The inaugural TOURISE Awards were another major highlight. Tokyo emerged as Best Overall Destination and also took home awards for Best Food & Culinary Destination and Best Entertainment Destination. New York was named Best Arts & Culture Destination, Ancash in Peru was awarded Best Adventure Destination, and Paris won Best Shopping Destination. The jury was made up of former leaders from Forbes Travel Guide, Michelin Guides, Tate Modern, Condé Nast, the British Fashion Council, and other global institutions – signalling the seriousness of the awards’ ambition. The gala dinner at the Ritz-Carlton, Riyadh, curated by chef Nawal Alkhalawi and featuring a performance by Loren Allred in a gown by Saudi designer Mashael Al Faris, reinforced the summit’s emphasis on cultural exchange and excellence.
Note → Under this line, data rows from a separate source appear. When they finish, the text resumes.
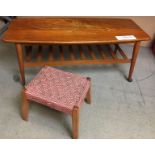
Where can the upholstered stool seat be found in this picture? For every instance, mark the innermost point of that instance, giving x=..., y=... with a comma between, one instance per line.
x=59, y=90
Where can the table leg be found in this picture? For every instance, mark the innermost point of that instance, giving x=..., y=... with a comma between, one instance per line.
x=19, y=51
x=133, y=60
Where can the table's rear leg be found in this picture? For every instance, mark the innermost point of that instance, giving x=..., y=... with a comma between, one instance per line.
x=19, y=51
x=133, y=60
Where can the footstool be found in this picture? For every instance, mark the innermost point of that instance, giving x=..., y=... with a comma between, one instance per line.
x=59, y=90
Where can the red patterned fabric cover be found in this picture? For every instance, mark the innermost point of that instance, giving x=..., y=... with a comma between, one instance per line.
x=58, y=89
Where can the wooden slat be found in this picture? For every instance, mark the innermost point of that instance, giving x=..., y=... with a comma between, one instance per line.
x=28, y=53
x=39, y=54
x=50, y=53
x=91, y=52
x=61, y=52
x=76, y=62
x=112, y=52
x=71, y=53
x=81, y=52
x=101, y=52
x=121, y=51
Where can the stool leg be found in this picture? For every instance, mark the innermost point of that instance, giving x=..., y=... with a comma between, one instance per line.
x=75, y=122
x=88, y=96
x=25, y=107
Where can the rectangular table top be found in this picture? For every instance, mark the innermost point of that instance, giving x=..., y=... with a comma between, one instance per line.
x=72, y=30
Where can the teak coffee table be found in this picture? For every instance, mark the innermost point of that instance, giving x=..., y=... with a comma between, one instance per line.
x=84, y=40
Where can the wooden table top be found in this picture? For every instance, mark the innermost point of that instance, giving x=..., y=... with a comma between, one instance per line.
x=72, y=30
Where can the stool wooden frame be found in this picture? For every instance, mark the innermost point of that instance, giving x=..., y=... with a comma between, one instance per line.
x=74, y=115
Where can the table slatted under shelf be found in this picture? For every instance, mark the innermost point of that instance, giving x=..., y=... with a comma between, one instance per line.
x=60, y=55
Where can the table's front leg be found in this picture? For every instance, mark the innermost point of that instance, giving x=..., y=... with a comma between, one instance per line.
x=133, y=60
x=19, y=50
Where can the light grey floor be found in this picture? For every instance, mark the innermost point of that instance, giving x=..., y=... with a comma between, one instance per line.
x=119, y=110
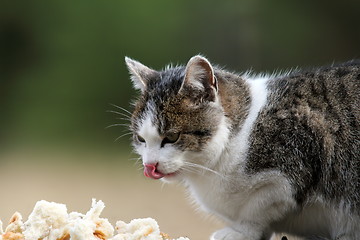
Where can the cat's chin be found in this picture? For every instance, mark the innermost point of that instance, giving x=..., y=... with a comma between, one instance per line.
x=172, y=177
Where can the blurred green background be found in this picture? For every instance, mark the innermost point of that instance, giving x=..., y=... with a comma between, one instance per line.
x=62, y=66
x=61, y=62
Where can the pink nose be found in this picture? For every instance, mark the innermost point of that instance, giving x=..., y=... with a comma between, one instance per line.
x=150, y=170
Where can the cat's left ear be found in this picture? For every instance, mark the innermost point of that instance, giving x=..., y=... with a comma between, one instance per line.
x=140, y=74
x=199, y=75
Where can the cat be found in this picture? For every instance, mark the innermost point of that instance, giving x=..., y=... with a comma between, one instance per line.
x=264, y=153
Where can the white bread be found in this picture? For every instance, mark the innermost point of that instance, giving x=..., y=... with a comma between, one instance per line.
x=50, y=221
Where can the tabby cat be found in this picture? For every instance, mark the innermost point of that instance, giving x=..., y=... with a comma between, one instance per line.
x=265, y=153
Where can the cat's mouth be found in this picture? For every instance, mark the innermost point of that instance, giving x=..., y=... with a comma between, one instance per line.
x=151, y=171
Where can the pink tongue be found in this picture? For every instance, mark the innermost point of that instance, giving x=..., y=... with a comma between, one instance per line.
x=150, y=171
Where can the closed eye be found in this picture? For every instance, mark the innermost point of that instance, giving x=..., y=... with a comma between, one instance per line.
x=170, y=138
x=140, y=139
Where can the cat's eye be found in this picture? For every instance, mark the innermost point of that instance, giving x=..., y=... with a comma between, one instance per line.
x=170, y=138
x=140, y=138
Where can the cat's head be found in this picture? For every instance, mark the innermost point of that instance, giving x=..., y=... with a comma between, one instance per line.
x=178, y=123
“Tonight’s winners are not just places on a map, they are living, breathing inspirations that unite cultures and spark imaginations,” said His Excellency Ahmed Al-Khateeb. The Minister continued, “TOURISE is shaping the next 50 years of travel, and these destinations define what purposeful and transformative tourism can achieve. Each reflects what today’s traveler increasingly seeks; authenticity, creativity, and experiences that connect people to place and purpose. We take inspiration from their vision and ambition, as together we shape a tourism future that inspires progress, strengthens communities, and brings the world closer together.”
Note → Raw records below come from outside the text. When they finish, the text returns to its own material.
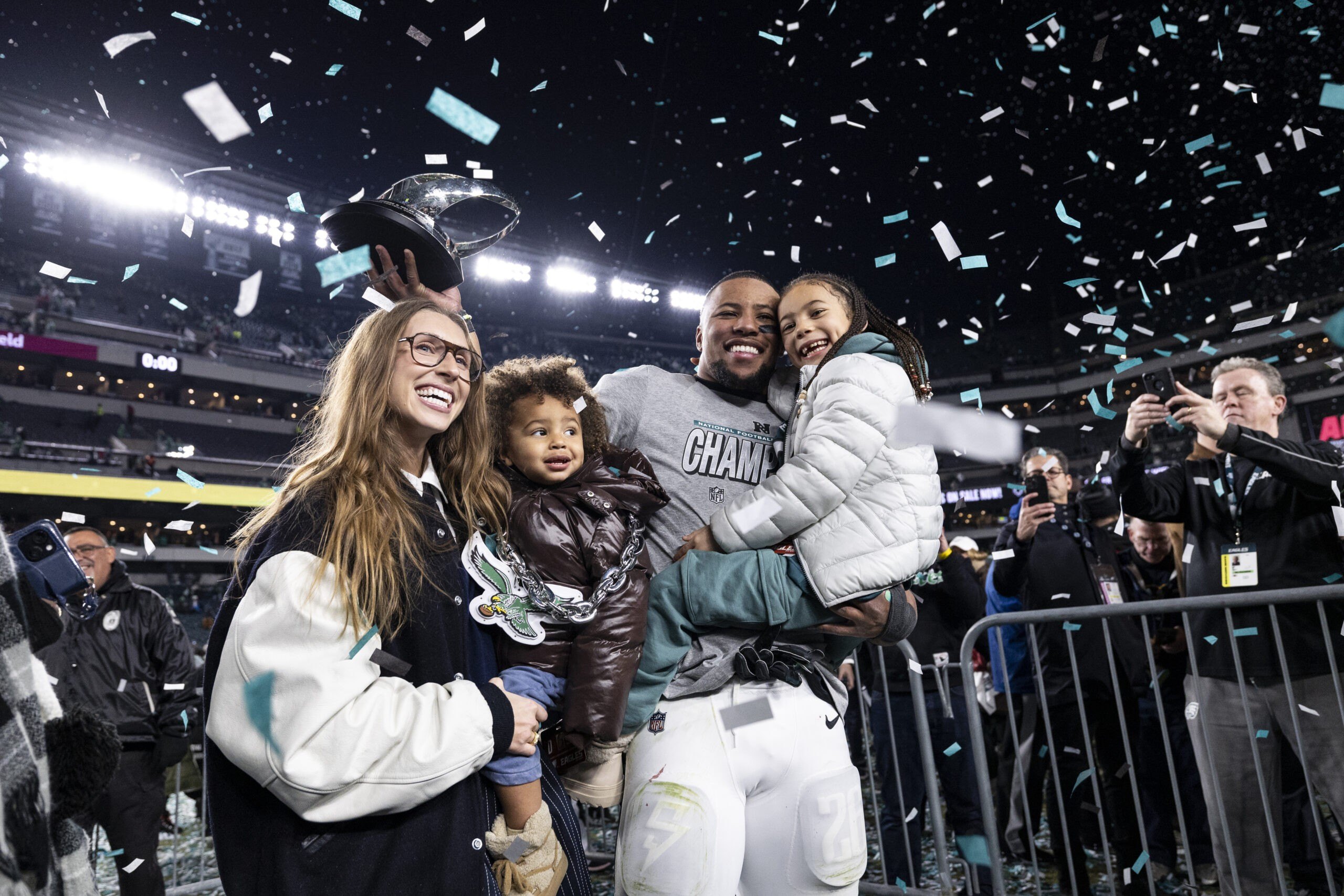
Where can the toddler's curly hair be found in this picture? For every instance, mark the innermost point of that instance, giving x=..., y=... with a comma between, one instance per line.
x=555, y=376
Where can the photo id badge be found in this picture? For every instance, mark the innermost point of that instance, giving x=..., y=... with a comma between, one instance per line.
x=1108, y=581
x=1240, y=565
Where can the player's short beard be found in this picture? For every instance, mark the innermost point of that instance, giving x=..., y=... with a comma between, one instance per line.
x=757, y=382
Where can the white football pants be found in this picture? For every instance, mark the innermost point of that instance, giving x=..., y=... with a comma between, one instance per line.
x=764, y=809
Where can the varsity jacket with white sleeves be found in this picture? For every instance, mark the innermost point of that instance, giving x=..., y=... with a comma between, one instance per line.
x=862, y=499
x=368, y=784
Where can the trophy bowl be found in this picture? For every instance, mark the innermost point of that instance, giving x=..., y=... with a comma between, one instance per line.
x=405, y=217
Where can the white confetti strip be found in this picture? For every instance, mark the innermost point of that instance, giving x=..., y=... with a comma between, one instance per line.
x=217, y=112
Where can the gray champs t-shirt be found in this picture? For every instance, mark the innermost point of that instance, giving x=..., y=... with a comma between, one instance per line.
x=707, y=446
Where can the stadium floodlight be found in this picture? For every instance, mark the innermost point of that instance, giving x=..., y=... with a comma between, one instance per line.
x=498, y=269
x=689, y=300
x=634, y=292
x=566, y=280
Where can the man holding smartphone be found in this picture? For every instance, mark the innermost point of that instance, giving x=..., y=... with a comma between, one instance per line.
x=132, y=662
x=1257, y=511
x=1054, y=558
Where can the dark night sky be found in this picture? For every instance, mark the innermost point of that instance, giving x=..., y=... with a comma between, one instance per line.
x=618, y=138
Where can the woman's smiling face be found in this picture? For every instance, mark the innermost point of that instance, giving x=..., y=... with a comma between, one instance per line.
x=812, y=319
x=428, y=399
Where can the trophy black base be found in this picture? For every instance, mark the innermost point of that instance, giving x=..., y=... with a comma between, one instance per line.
x=380, y=222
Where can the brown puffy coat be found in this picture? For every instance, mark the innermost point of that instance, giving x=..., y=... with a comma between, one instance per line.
x=572, y=534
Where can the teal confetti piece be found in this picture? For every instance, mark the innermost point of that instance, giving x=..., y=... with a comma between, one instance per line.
x=1064, y=215
x=190, y=480
x=459, y=114
x=343, y=265
x=973, y=848
x=1194, y=145
x=1335, y=328
x=257, y=698
x=359, y=645
x=1104, y=413
x=1332, y=96
x=346, y=8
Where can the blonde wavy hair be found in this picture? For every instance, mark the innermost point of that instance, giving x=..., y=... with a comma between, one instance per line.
x=344, y=465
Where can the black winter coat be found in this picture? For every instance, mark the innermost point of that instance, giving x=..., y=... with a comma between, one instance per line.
x=1054, y=571
x=572, y=534
x=131, y=662
x=1285, y=515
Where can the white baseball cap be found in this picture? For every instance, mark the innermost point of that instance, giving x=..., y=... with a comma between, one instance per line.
x=964, y=542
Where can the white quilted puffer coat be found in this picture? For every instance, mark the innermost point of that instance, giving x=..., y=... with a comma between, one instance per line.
x=862, y=500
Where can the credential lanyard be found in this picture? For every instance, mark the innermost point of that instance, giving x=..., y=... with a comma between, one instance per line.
x=1234, y=503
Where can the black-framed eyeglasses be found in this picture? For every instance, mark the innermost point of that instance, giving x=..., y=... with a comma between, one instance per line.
x=430, y=351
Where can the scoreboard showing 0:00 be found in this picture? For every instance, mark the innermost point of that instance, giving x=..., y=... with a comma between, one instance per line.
x=159, y=362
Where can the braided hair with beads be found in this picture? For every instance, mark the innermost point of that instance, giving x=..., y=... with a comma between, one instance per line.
x=867, y=318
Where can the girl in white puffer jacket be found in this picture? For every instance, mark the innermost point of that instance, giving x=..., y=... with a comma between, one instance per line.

A global platform, not a passing event

The summit’s speaker line-up read like a who’s who of global influence: HE Yasir Al-Rumayyan, Ariane Gorin of Expedia, Luis Maroto of Amadeus, Sébastien Bazin of Accor, Lucia Penrod of Nikki Beach, Paul Griffiths of Dubai Airports, Ambassador Patricia Espinosa, Gloria Guevara of WTTC, Shaikha Nasser Al Nowais of UN Tourism, Harvey Goldsmith CBE, and leaders from Certares, Kayak.com, the European Travel Commission, Heathrow Airport, and more. What set TOURISE apart was not only its scale but its cross-sector nature: tourism mingled with investment, aviation with fashion, culture with AI, technology with sustainability. Sectors that rarely share a stage found themselves in active, sometimes counter-intuitive dialogue. The objective was not novelty – it was alignment. As Fahd Hamidaddin, CEO of the Saudi Tourism Authority, noted in his post-summit reflections, tourism remains a unifying global force, yet 80% of travellers still visit only 10% of the world’s destinations. TOURISE, he argued, is designed to change that by broadening opportunity, strengthening resilience, and spreading the economic and cultural benefits of tourism more widely.

A movement begins

The first edition of TOURISE closed with a clear message: this is not a one-off event. It is intended as an always-on platform, a year-round laboratory, and a global mechanism for turning ideas into action. With its combination of big ideas, serious investments, global participation, and a resolute focus on execution, Riyadh has positioned TOURISE as a catalyst for shaping tourism’s next 50 years. The movement has begun – and the world will be watching where it leads next.